- Petrina Location within Greece
- Coordinates: 37°17′N 22°12′E﻿ / ﻿37.283°N 22.200°E
- Country: Greece
- Administrative region: Peloponnese
- Regional unit: Arcadia
- Municipality: Megalopoli
- Municipal unit: Falaisia

Population (2021)
- • Community: 42
- Time zone: UTC+2 (EET)
- • Summer (DST): UTC+3 (EEST)

= Petrina, Arcadia =

Petrina (Πετρίνα) is a village and a community in the municipal unit of Falaisia, Arcadia, Greece. It is situated in the northern foothills of the Taygetus mountains. It is 3 km east of Falaisia, 4 km west of Skortsinos, 4 km south of Voutsaras, 7 km southeast of Leontari and 14 km southeast of Megalopoli.

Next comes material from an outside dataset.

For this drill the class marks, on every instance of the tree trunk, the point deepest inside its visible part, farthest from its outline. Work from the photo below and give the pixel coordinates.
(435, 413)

The community includes the village Spanaiika.

==Population==

| Year | Population village | Population community |
|---|---|---|
| 1981 | - | 420 |
| 1991 | 58 | - |
| 2001 | 50 | 90 |
| 2011 | 44 | 69 |
| 2021 | 23 | 42 |

== In media ==
In 2014 the US TV show Finding Your Roots found that Tina Fey have ancestors from this village.